Uydurulmuş Popüler Felsefe Hakkında
Secret isimli kitabı mutlaka duymuşsunuzdur. "Bırakın hayatınızın sihri başlasın." diyerek okuyan herkese muhteşem bir hayat vaat eden kitap doğal olarak da satış rekorları kırdı.
Kitabı okuyanları bilemem ama yazan ve pazarlayan kim varsa muhteşemliğe eriştiği kesin. Çünkü öyle bir reklam stratejisi uyguladılar, öyle büyük laflar ettiler ki kitabı almayan insan; "Acaba ben mi hayatım güzelleşin istemiyorum, sorun bende mi?" diye düşünmeye başladı.
Düşünce yapılarını güçlendirecek yöntemler, duygu kontrolleri ve mutluluk yaratımı konularındaki Secret; benim 'uydurulmuş popüler felsefe' tanımını kullandığım, basit bir inanışın edebiyat ve felsefeyle harmanlanarak süslenip okuyucuya; " Bakın size 10 liralık bir kitapla bütün hayatınızı değiştirecek sırları veriyorum. Zahmet olmazsa alıverin." dedirten modern zaman kandırmacasından başka bir şey değildi.

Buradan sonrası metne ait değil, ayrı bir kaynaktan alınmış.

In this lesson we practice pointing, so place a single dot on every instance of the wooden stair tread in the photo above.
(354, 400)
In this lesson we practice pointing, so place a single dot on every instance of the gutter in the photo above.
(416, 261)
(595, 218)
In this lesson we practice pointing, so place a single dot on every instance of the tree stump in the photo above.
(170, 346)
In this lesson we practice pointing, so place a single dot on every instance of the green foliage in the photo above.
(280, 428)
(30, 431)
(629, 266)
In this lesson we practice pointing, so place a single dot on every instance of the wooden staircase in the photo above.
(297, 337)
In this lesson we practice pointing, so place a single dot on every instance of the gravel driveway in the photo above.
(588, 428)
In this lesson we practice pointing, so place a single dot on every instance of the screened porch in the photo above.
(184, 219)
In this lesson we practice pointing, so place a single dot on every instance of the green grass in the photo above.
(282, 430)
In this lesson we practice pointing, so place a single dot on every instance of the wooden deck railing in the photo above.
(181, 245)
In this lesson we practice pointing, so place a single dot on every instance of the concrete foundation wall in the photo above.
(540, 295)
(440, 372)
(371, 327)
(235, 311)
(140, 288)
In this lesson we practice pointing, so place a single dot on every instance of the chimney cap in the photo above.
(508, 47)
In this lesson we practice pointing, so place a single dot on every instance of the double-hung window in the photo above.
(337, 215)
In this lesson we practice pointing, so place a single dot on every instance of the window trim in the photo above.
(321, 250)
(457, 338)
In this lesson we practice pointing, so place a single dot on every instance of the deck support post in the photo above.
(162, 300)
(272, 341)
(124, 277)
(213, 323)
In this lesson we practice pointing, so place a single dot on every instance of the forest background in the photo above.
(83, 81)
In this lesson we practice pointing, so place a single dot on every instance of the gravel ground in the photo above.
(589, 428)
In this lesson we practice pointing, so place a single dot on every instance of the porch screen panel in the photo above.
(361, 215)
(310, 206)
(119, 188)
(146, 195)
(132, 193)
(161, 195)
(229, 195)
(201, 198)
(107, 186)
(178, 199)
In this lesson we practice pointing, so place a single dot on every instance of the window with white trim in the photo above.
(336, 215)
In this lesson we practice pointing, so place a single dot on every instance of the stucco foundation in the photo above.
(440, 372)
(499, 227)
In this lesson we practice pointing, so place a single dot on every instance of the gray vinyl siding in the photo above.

Hint asıllı Amerikalı hekim ve alternatif tıp uzmanı olan Deepak Chopra ise; evrene ne verirsek elimizle o da gelir bizimle fikriyle, Asya'nın enterasan tıbbi yöntemlerini birleştirince Vanity Fair gibi sosyetenin göz bebeği dergilerinin demirbaşı haline geldi, dünya starlarının gurusu oldu, seansları 250 liradan başlayan yoga kurslarına aradıkları ilhamı verdi.
Ferrarisini Satan Bilge ve aynı bilgenin başında yer aldığı gazete ansiklopedisi misali cilt cilt serileri bu kervanda başı çeken 'Bestseller'lardan. Yazarı Robin Sharma tıpkı Chopra gibi Hint kökenli bir kişisel gelişim uzmanı, yaşam ve liderlik koçu. Bill Clinton'a yaşam koçluğu yapmış bir kişi nasıl oluyor da Amerikan kapitalizminden kaçma yolunu seçerek Ferrarisi'ne kıyıp satan adamı bilgelik mertebesinde görebiliyor onu da ben çözmüş değilim. Belki çözebilirim ümidiyle sosyal medyadaki canlı yayınlarını takip etsem de verdiği bir seminerde bütün sosyal medyadan dedikodu aracı olarak bahsedip uzak durun dediğini öğrendiğimden beri beni yine derin düşüncelere gark ettirdi.
Liderliğin doğasından gelen hırsı törpülemek gibi bir tezatın üzerine çalışarak suya sabuna dokunmayan bir çizgi izlendiği zaman en kazananından kişisel gelişim uzmanı olunur mu olunuyormuş işte.
Bana sorarsanız keşke açık açık seçtiğimiz kesime üst düzey kariyer yönetimi yapmaları için herkese derin bir uyku çektirip Tibet'e ömründe bir kez bile gidemeyecek adama evi arabayı sattırmayı düşündürtüyoruz deseler. Bu 'guru' kalabalık o zaman bir işe yarayabilir.